Миттельшпиль (СИ) - Логинов Анатолий Анатольевич (книги без сокращений txt) 📗
— Более ничего столь серьезного нет. Впрочем, вот… Есть новости о «Партии прогресса в рамках законности». После их очередного собрания в Москве, партия раскололась. Недовольные умеренной позицией князя Львова создали новую партию, «конституционных демократов». Желают сии господа «иметь парламент, как в Англии, и конституцию».
— А что у англичан конституции нет, они не вспоминают? Или хотят гильотину, как во Франции, — опять разозлился Николай. — За ними следить наистрожайше. Всех записать, учесть и быть готовым передать дело жандармам для арестов и суда. Я им покажу конституцию! Они у меня времена Николая Павловича, как благословенные, вспоминать будут. Ромодановского и Малюты на них нет… Остальные партии что?
— Среди социаль-демократов раскол. Часть хочет легализоваться и пойти на выборы. Остальные — за конспиративную работу и бунт против властей. Следим. Жандармы, по нашим сведениям, тоже. Есть сведения, что даже в центральный орган непримиримых сумели своего осведомителя ввести.
— Сумели — молодцы. Не мешайте, но и сами следить не забывайте. Продолжай…
Российская империя, Санкт-Петербург, Академия Генштаба. Август 1904 г.
Коридоры скромного двухэтажного домика на Английской набережной заполняли офицеры всех родов войск в парадных мундирах. Они по очереди входили в кабинет начальника учебной части, полковника генерального штаба Чистякова. Невысокого роста, с пренебрежительно-насмешливой миной на лице, разговаривающий с офицерами словно с назойливыми просителями, он с первой минуты внушал к себе всеобщую неприязнь. Чистяков давал каждому из поступающих для ознакомления приказ о допущении к экзамену.
На следующий день все поступающие вновь собрались в Академии, для представления ее начальнику генералу Михневичу. В соответствии установленным еще предыдущим начальником офицеров построили в спортзале в шеренги по алфавиту, а не по полкам. Стоявший в первой шеренге Гаврилов спокойно ответил на вопрос генерала о наградах. Впрочем, он заметил, что все держали себя непринужденно и спокойно. Ну да, как провал на экзаменах не означал для них особой катастрофы. Между тем для большинства армейцев результат экзаменов означал возможность дальнейшей карьеры, либо продолжения службы в глухих гарнизонах.

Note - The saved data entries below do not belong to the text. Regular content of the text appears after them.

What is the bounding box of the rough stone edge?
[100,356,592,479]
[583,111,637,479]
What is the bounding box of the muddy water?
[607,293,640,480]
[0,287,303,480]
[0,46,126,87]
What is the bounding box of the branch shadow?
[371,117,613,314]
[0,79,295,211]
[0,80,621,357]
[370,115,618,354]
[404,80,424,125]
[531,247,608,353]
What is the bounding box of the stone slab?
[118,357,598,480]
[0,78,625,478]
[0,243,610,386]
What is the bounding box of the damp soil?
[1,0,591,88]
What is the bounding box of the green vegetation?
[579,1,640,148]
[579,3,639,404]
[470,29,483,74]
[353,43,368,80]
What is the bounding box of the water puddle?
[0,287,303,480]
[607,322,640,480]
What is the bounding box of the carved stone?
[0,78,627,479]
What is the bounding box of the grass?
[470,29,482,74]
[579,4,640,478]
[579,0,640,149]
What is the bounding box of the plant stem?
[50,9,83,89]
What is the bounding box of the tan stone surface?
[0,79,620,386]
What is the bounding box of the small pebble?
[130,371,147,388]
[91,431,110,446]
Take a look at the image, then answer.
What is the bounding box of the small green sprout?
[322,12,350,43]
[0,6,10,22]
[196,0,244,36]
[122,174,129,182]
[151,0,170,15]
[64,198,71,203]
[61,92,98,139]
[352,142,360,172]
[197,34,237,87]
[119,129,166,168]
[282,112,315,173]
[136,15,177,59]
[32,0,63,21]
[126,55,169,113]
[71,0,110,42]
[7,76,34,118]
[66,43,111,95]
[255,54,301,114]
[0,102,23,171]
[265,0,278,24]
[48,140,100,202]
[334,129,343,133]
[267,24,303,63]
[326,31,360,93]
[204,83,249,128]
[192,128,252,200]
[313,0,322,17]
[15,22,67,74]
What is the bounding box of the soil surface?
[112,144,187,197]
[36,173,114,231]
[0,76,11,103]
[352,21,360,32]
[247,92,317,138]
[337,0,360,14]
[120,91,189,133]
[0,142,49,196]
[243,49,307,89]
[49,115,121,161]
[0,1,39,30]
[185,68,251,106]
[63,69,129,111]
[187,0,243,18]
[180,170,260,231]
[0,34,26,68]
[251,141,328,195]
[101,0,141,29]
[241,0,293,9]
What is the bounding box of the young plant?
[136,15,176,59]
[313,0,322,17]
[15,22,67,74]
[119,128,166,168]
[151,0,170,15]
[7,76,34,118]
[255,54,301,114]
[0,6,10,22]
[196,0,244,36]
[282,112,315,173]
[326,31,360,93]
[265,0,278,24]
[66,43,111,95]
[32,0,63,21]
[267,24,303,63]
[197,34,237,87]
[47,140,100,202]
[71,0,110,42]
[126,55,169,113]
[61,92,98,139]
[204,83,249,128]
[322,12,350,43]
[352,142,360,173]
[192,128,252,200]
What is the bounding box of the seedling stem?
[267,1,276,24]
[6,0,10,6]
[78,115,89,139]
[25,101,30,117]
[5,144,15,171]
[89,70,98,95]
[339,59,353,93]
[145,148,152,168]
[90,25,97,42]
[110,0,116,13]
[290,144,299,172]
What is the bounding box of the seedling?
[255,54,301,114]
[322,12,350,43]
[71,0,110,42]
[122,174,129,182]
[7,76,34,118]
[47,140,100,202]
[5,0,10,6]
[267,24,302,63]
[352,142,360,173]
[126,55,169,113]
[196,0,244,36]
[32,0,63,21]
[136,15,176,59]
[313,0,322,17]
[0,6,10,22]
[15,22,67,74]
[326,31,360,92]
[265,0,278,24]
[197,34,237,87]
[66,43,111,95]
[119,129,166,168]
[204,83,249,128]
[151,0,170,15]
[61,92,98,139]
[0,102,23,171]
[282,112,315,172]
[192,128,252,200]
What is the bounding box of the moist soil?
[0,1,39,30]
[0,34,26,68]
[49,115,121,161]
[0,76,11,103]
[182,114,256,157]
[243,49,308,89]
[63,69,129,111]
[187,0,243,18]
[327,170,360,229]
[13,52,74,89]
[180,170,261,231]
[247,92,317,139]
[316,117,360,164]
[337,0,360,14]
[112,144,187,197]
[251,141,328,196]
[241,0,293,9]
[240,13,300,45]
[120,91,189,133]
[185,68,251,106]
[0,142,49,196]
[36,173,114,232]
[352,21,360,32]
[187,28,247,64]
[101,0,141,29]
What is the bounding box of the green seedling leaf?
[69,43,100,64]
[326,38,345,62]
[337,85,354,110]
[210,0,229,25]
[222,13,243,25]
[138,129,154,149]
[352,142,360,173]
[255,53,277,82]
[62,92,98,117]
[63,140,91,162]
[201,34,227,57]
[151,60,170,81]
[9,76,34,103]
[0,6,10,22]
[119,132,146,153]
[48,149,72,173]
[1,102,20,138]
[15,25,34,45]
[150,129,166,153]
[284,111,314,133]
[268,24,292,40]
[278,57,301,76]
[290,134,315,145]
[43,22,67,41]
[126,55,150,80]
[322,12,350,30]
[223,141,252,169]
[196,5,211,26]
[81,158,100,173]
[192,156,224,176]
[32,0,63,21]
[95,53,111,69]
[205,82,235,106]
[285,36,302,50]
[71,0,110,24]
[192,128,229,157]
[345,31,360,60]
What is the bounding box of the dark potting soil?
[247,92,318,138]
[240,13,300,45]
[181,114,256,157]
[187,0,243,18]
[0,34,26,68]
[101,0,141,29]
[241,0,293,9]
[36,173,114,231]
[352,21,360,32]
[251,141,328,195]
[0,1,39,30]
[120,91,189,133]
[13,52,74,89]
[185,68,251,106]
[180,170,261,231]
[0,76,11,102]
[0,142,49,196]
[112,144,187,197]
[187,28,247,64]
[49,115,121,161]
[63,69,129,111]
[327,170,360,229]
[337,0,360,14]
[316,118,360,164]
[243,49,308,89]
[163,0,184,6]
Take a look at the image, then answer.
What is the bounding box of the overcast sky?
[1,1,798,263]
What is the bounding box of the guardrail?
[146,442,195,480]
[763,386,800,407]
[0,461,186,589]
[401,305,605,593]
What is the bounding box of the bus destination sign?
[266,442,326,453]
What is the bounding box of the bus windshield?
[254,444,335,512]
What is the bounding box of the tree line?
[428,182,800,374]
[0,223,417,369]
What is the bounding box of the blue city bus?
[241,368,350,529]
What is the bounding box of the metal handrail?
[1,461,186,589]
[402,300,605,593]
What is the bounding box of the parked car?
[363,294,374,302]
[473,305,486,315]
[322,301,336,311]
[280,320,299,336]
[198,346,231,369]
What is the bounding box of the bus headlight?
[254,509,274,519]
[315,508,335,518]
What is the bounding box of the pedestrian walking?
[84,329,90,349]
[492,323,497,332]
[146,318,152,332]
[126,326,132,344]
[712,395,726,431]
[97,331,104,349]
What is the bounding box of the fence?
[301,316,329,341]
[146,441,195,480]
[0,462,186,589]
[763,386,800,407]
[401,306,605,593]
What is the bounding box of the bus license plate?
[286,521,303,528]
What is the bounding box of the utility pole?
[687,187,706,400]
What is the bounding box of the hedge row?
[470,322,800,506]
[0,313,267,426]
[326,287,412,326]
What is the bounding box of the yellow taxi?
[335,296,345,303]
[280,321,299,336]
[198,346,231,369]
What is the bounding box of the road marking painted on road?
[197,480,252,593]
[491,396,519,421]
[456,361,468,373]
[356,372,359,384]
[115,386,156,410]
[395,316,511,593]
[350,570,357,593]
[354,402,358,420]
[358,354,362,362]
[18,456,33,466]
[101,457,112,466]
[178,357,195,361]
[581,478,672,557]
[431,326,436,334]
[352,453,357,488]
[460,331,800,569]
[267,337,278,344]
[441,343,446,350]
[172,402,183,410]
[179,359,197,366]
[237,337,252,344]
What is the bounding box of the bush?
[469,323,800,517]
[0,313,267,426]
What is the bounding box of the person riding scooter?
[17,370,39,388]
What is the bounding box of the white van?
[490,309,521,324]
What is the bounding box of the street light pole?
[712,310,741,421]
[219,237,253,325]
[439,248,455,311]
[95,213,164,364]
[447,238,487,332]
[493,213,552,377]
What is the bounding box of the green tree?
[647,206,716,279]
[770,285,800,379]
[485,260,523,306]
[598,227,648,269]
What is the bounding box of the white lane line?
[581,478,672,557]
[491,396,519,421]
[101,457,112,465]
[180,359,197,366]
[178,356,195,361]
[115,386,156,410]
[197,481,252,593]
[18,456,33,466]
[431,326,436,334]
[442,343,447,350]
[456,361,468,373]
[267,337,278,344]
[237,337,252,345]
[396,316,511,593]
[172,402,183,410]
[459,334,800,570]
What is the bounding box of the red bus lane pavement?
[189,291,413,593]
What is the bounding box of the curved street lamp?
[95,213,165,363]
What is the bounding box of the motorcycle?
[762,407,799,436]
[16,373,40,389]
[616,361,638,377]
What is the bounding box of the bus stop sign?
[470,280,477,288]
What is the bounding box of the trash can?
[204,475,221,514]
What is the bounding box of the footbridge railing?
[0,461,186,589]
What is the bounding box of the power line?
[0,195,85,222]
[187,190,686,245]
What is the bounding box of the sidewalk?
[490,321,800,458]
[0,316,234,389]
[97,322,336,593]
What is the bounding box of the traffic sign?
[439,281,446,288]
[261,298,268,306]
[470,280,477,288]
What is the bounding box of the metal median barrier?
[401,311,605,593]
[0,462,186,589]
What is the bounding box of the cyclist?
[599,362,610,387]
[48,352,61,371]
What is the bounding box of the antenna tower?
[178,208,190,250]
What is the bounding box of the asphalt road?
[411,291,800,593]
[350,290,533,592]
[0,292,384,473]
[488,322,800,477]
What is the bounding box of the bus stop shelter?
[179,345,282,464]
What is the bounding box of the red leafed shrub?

По установленному с давних пор порядку первым был экзамен по русскому языку. Требовалось получить не менее девяти баллов по двенадцатибалльной системе. Оценка складывалась из баллов, полученных за диктант и сочинение. Экзамена по русскому языку особенно боялись, так как было известно, что на нем срезаются не менее пятой части поступающих. Когда всем была роздана бумага, вышел, как он представился, профессор Цветковский и начал внятно диктовать отрывок из недавно изданной книги «Царский гнев» Чарской. Причем каждую фразу он повторял по два — три раза из-за чего Михаилу казалось, что в самом обыкновенном слове таится какой-нибудь подвох. Как в итоге оказалось — не зря. Пропущенный в окончании одного слова мягкий знаки неправильно выставленная запятая уменьшили полученную оценку сразу на два балла, резко снизив шансы. Поэтому, когда после перерыва поступающие снова собрались в той же аудитории, Гаврилов постарался выбрать самую интересную тему для сочинения. А темы были на любой вкус. От «Романтического течения в русской литературе» или вступления «Вступление Наполеона в Москву» до абстрактно-богословской «Помни День Субботний». Подумав, Михаил выбрал тему «Крымская война и ее отражение в литературе и воспоминаниях». Тема была неудобная, поскольку из литературных источников всем были известны только «Севастопольские рассказы» фрондирующего графа Толстого, да вышедшие лет двадцать назад в Петербурге «Закавказские воспоминания» Бороздина. Однако в библиотеке Гаврилова имелась пара довольно редких книг о той войне, изданных в провинциях. И среди них очень интересные «Походныя записки в войну 1853–1856 годов» одного из инициаторов создания музея Севастопольской обороны Алабина, изданные в Вятке. Книгу эту Гаврилов неоднократно перечитывал, начиная с детских лет. Соответственно, мог описать выбранную тему в неожиданном для экзаменаторов ракурсе. И действительно, сочинение его было признано одним из лучших и заслужило наивысшую оценку.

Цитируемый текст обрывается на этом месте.